Power Connects People
Side effects of holding power
Posted Feb 07, 2012
Popular stories in our culture like to distinguish power seekers from relationship seekers—people whose primary motivation is to foster connections and intimacy with others. The power and relationship motives are usually depicted as incompatible, where power is achieved at the expense of having relationships. As prime examples, think about the main characters in films like Citizen Kane, Scarface, and The Social Network. These stories tell us that power seeking is driven by self-centered ambitions, and as long as this motive is strong, the relationship seeking motive will be weak.
We forget that the rewards of power and the rewards of relationships overlap. We forget that power connects people to one another, and the more powerful person usually reaps the rewards of these relationships. Having power means having favorable connections to others.
Imagine a typical power imbalance in the workplace. A company hires two people to run a newly-created department at the company: Mr. Alpha is brought in to head the new department and Mr. Beta is hired as second in command. Mr. Alpha is given the power to fire and/or promote Mr. Beta, making Mr. Beta dependent on Mr. Alpha's approval. Their jobs have established this connection between them, and we can be fairly certain that their interactions will be more pleasant for Mr. Alpha than Mr. Beta. Mr. Beta will be more accommodating, deferential, and experience more anxiety about saying or doing the wrong things.

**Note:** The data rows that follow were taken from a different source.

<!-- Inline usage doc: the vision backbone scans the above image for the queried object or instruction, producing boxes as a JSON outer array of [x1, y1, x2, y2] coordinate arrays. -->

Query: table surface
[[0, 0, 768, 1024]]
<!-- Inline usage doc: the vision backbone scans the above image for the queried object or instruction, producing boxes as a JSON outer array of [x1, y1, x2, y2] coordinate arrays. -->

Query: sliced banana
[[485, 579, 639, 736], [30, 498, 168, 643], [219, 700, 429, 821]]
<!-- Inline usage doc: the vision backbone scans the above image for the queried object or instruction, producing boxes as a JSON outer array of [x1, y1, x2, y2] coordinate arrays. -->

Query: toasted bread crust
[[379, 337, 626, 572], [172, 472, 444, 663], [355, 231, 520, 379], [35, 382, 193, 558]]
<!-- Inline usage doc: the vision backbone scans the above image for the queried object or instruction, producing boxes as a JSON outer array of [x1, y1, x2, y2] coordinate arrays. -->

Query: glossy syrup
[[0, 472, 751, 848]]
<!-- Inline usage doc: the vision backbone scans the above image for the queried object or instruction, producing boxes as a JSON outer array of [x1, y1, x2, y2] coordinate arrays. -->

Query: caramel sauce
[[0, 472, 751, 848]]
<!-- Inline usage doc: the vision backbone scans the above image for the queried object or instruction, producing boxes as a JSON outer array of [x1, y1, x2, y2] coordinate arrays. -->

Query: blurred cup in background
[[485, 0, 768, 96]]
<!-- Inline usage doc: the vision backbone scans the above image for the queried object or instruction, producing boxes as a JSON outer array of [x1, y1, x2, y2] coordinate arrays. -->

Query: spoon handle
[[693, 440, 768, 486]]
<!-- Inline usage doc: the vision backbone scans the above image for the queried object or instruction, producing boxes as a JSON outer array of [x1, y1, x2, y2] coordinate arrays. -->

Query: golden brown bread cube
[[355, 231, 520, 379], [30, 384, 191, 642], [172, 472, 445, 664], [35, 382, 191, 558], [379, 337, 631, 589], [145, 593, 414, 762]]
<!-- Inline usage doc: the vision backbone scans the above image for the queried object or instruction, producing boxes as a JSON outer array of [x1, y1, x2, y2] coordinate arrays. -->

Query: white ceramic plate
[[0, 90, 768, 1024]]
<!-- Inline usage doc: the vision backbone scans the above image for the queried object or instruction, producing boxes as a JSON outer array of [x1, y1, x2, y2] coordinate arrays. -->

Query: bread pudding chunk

As it happens, Mr. Alpha has relocated from across the country to take this job, and feels isolated in his new city. Mr. Alpha's not a bad guy, but he insists that he and Mr. Beta take all their coffee breaks and go out on all sales calls together, just so Mr. Alpha can have the interpersonal contact. Mr. Beta goes along without complaining. After a few weeks Mr. Alpha begins to feel less isolated in his surroundings, having established some camaraderie.
In power imbalances, the more powerful person can usually set the terms of the relationship and build rapport without much resistance. This may not create close authentic bonds, but don't underestimate the appeal of casual interactions with people who are courteous and attentive to you. These interactions should be especially appealing to men, who tend to be more satisfied with shallow relationships than women.
The point is that these relationships can be rewarding, and ultimately strengthen the allure of power. For some people, the promise of social connections may even be the hidden force behind their desire for power, especially for people who have trouble establishing connections under normal circumstances.
So even though the search for power and relationships are often portrayed as competing goals, it's rarely that simple. Selfish goals may navigate the pursuit of power, but the motivation to connect with others is stronger than it seems, stronger than even the seeker realizes.